Nanobiosensorics Laboratory, Centre for Energy Research, Institute of Technical Physics and Materials Science, 1121 Budapest, Hungary.
Nanobiosensorics Laboratory, Centre for Energy Research, Institute of Technical Physics and Materials Science, 1121 Budapest, Hungary.
Adv Colloid Interface Sci. 2022 Oct;308:102727. doi: 10.1016/j.cis.2022.102727. Epub 2022 Jul 6.
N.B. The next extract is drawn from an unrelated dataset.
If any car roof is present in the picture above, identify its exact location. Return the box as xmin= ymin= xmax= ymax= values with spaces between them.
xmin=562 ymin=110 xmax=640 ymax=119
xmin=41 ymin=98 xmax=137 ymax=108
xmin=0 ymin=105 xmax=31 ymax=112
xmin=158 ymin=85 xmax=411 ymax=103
In this review we aim to summarize the current state of methods for label-free identification and functional characterization of leukocytes with biosensors and novel single cell techniques. The growing interest in this field is fueled from multiple directions, with the different aspects highlighting benefits of these novel technologies in comparison to classical methods. The advantage of label-free characterization is that labeling the cells might affect their behavior, and therefore lead to a biased description of the investigated biological phenomena. Label-free biosensors can offer the benefit of (i) decreasing processing time and reagent costs, (ii) enable point-of-care diagnostics, and (iii) allow downstream application of the investigated cells. Moreover, (iv) label-free detection allows the monitoring of real-time kinetic processes, opening up new avenues in contrast to traditional structural characterizations. The emphasis in the review will be on techniques on the characterizations of single cells with special attention to surface sensitive technologies. Recent developments highlighted the importance of small cell populations and individual cells both in health and disease. Nonetheless techniques capable of analyzing single cells offer a promising tool for therapeutic approaches where characterization of individual cells is necessary to estimate their clinical therapeutic potential. Most of the approaches discussed here will cover the cellular activation, adhesion as measured on functionalized solid substrates, since this approach offers the most advantages. Analyzing various cells on solid substrates not only allows their individual morphological characterization and therefore a more precise description of their activation, but as well offers an opportunity to design multiplex measurements. With this approach different stimuli can be investigated in parallel and measure cellular avidity to targets, an important aspect of gaining more and more attention recently in characterization of T-cells and antibody effector functions. Finally, novel label-free approaches provide a solution to extracting unlabeled cells for downstream processing (e.g., transcriptome analysis, cloning or the aforementioned clinical potential), where ongoing and potential further applications are discussed.
在这篇综述中,我们旨在总结目前无标记识别和功能表征白细胞的方法,包括生物传感器和新型单细胞技术。由于多个方向的兴趣增长,这些新技术在某些方面相对于传统方法具有优势。无标记特征的优势在于,标记细胞可能会影响其行为,从而导致对所研究生物现象的有偏差描述。无标记生物传感器具有以下优点:(i)减少处理时间和试剂成本;(ii)实现即时诊断;(iii)允许对所研究的细胞进行下游应用。此外,(iv)无标记检测允许实时监测动力学过程,与传统结构表征相比,开辟了新的途径。本综述的重点将放在单细胞特性的技术上,特别关注表面敏感技术。最近的发展强调了小细胞群体和单个细胞在健康和疾病中的重要性。尽管能够分析单细胞的技术提供了一种有前途的工具,但对于需要对单个细胞进行特征分析以评估其临床治疗潜力的治疗方法来说,这种技术仍然是必要的。这里讨论的大多数方法都将涵盖细胞的激活和在功能化固体基底上的黏附,因为这种方法具有最大的优势。在固体基底上分析各种细胞不仅允许对其进行单独的形态学特征描述,从而更精确地描述其激活情况,而且还提供了设计多重测量的机会。通过这种方法,可以同时研究不同的刺激,并测量细胞对靶标的亲和力,这是最近在 T 细胞和抗体效应功能表征中越来越受到关注的一个重要方面。最后,新型无标记方法为提取未标记细胞进行下游处理(例如,转录组分析、克隆或上述临床潜力)提供了一种解决方案,我们还讨论了正在进行的和潜在的进一步应用。